I've since found numerous references to benevolent sexism in Google searches, and frankly, based on what I've learned about it, if I was a man, I'd quit doing any of this polite, decent stuff for women. Because you're damned if you do and damned if you don't.

Which reminds me of one of my absolute favorite Jewish mother jokes... Jewish mother buys her son two ties for his birthday, a red one and a green one. He goes upstairs, puts on the red one, goes back downstairs and his mother says, "What, you didn't like the green one?"

The difference is, the joke is cute and funny; the reality of everything's-wrong feminism is neither cute nor funny. It's designed to tear down society and replace it with something nobody's going to like. Not even feminists.

Now, having worked myself into this teeth-grinding state, I will calm myself by noting that Google indicates nobody much is writing about "benevolent feminism." Does anybody really wonder why?

http://www.huffingtonpost.com/2011/06/27/men-dont-recognize-benevolent-sexism_n_885430.html

*Connie is an FRS contributor. Her personal blog is http://conniechastain.blogspot.com/

5 comments:

Anonymous said...

"Benevolent sexism" really describes "manginaism", they just can't bring themselves to use the word.

They should. They use the word "slut" to describe healthy heterosexual male behavior, erroneously, and willfully.

"Mangina". It rolls off the tongue very nicely.It may be crude, but it doesn't need explaining.

"Benevolent sexist" is 6 syllables and after you get finished saying it,people still don't know what you're talking about.

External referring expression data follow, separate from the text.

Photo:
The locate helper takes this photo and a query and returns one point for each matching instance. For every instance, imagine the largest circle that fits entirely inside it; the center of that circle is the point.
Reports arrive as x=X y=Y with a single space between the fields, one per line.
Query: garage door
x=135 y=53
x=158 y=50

Of course the idea that women hate men who treat them with the same common courtesy they treat everyone else is nothing new.

Everybody knows you can't treat a woman like an equal. Women won't accept it. They have a word for that kind of behavior...."creepy".

Best choice for a man in this scenario? Act like a complete misogynist,and when women complain, say "Shut up and get back in the kitchen,bitch.".

They'll probably bitch about that, but at least they'll be bitching at you for something you did that was actually hurtful.

ZimbaZumba said...

Benevolent sexism is a term invented explain away female privilege.
eg

Women not subject to the draft -> Woman being treated as helpless children.

Human-Stupidity.com said...

Nobody writes about benevolent sexism?

You are so wrong. Ambivalent sexism, benevolent sexism vs HOSTILE sexism are academic fields of study, championed by Susan Fiske.

Hostile sexism is, for example, believing that false rape accusations are common occurrence.


http://articles.cnn.com/2009-02-19/health/women.bikinis.objects_1_bikini-strip-clubs-sexism?_s=PM:HEALTH


The participants, 21 heterosexual male undergraduates at Princeton, took questionnaires to determine whether they harbor "benevolent" sexism, which includes the belief that a woman's place is in the home, or hostile sexism, a more adversarial viewpoint which includes the belief that women attempt to dominate men.

http://cocomaan.net/00000487-200102000-00001.pdf

https://umdrive.memphis.edu/slease/public/ResearchTeam/ResearchReadings/Glick_Fiske.pdf

Connie Chastain said...

Actually, I didn't say nobody writes about benevolent sexism. I said nobody much is writing about benevolent feminism.

LT said...

I've always heard the stuff mentioned in the context of "ambivalent sexism," which legitimately explains/describes a fair bit about our dealings.

In any rational society with understood differences between the sexes and healthy interaction between the two you're going to have ambivalent sexism. Sex isn't like ethnicity; while there aren't real differences in the abilities or functions of whites compared to blacks or Asians compared to Hispanics there are very real and very significant differences between the sexes, as there should be.

Ah well; a lesson lost on the folks on the other side of the island.